Danny, I too understood that the proof that the first cause is *volitional* (and not, say, some kind of “mechanical” mechanism with the ability to create a world, etc.—that is, not a personality = not something with will) is that the world is not eternal but had a beginning. Meaning, there was a stage in which the first cause did not create a world, and a stage in which it did create a world. If we do not assume free will, we would have to say that the factor causing this change was some other cause, and then we are no longer speaking about a first cause.

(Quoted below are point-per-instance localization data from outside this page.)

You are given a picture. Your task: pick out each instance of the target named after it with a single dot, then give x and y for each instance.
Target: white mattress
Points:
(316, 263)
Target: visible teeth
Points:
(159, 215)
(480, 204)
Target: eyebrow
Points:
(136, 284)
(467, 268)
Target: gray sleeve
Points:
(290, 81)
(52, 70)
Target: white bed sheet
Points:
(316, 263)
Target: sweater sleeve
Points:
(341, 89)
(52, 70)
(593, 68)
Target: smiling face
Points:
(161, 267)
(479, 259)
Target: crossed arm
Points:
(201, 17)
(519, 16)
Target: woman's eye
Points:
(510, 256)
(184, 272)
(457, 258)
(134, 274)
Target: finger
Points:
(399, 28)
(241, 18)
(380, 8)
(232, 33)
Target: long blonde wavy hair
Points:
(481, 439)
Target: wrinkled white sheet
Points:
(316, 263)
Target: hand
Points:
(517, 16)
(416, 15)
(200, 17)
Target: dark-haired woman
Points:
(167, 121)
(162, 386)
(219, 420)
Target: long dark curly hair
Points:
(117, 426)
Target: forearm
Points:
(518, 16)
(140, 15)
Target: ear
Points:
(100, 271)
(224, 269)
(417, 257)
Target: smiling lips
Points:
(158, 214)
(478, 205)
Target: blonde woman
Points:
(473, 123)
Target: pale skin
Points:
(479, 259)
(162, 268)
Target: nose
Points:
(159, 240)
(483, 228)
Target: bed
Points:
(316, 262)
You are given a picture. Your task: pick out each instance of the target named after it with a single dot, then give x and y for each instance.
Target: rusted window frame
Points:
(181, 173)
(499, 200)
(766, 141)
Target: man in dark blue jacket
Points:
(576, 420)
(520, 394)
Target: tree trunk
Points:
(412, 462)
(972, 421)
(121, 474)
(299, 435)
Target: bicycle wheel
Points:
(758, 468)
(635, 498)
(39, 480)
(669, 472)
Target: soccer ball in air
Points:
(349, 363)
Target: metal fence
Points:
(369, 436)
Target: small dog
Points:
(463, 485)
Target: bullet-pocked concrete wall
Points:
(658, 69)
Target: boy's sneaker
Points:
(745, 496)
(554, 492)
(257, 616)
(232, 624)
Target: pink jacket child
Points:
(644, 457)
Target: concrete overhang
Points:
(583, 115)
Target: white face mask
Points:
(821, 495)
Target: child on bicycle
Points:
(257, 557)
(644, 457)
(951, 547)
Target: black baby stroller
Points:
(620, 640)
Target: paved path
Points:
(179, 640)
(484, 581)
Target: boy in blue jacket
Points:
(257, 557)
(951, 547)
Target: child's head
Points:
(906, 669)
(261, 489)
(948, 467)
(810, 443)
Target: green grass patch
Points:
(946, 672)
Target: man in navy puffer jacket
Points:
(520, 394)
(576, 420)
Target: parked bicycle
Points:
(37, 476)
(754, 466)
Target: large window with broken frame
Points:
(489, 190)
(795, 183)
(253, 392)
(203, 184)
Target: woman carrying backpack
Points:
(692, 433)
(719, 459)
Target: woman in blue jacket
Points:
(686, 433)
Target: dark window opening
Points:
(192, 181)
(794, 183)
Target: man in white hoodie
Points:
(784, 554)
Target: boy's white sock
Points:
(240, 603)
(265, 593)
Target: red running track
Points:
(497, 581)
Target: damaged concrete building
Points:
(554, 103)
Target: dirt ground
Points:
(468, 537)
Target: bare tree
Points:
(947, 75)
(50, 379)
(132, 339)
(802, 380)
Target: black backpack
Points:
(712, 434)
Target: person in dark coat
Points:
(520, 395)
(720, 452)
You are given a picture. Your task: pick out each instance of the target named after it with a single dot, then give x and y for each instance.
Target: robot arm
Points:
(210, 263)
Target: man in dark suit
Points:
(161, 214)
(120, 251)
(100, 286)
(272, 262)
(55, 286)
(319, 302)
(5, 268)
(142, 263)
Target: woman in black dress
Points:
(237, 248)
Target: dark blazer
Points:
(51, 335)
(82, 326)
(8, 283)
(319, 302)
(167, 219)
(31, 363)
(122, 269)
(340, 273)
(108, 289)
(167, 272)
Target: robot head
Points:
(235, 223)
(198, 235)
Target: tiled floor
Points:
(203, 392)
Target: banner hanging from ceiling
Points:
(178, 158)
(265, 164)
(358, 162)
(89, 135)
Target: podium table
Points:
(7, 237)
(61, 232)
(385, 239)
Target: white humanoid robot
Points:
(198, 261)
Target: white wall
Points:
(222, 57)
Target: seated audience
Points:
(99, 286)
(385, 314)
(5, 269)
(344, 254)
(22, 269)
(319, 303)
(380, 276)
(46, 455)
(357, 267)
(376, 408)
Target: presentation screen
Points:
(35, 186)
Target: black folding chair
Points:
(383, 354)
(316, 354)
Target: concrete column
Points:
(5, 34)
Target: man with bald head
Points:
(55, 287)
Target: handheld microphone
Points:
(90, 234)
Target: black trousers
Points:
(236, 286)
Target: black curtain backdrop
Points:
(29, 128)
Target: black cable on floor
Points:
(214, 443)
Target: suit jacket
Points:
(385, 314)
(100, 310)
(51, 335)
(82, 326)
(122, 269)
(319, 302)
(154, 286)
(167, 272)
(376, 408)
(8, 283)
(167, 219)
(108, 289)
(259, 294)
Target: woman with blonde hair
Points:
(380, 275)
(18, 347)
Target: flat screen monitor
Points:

It’s just that “volitional” is not identical with “teleological.” Will only means that the creation did not come as the result of some cause external to the creator, or pressures exerted upon him, etc. Rather it came entirely from him, by free will. But perhaps that free will was a whim. Not for the sake of a purpose. What Rabbi Michael Abraham calls “just because he felt like it.”
So these are two separate issues: volitional and teleological, which require separate proofs.
[By the way, at the stage when the first cause had not yet produced effects, it was still not an actual cause, only a potential one. How does that fit with Maimonides’ claim that with God everything is actual, because there cannot be with Him a change from potentiality to actuality? Likewise, when we assume free will we are talking about change in the first cause, from one state to another. Isn’t that a problem?]
I also think that the “will” solution to the question of the change between “creation” and “non-creation” relies on our experience. In our world, we know of no cause for change that depends on nothing outside the creator himself except “free will.” The fact that in our toolbox of concepts “will” is the only solution causes us to say the same thing about the first cause as well, and infer that it is volitional. So in any case there is no escaping this: we are resorting here to, and assuming, something from our experience. Otherwise we can only ask questions without any ability to answer.
Danny, I didn’t claim that God created the world for some purpose, only that the cosmological argument proves that He had free choice, and that really is not written in the booklet.
In the booklet it just says that one must assume there is a first cause different from those familiar to us, but according to what is said here, the reason it does not need a cause is not that it is outside our experience, but that it has free will. The phrase “free will” does not appear anywhere in the booklet.
Apparently our Rabbi thinks everyone is a skilled philosopher.
Netanel,
Every teleological entity acts not because of a cause. That is also true of Aristotle’s stone.
Otherwise it is not teleological but causal.
So I don’t see why you are bringing free choice into the story here?!
I don’t see it either. As far as I recall, I didn’t speak about a volitional entity. In the cosmological argument it is not even necessarily intelligent.
I was responding to Danny… (not to the original question).
Yes, an entity that acts toward a purpose.
Why only “it would seem so”? Not definite?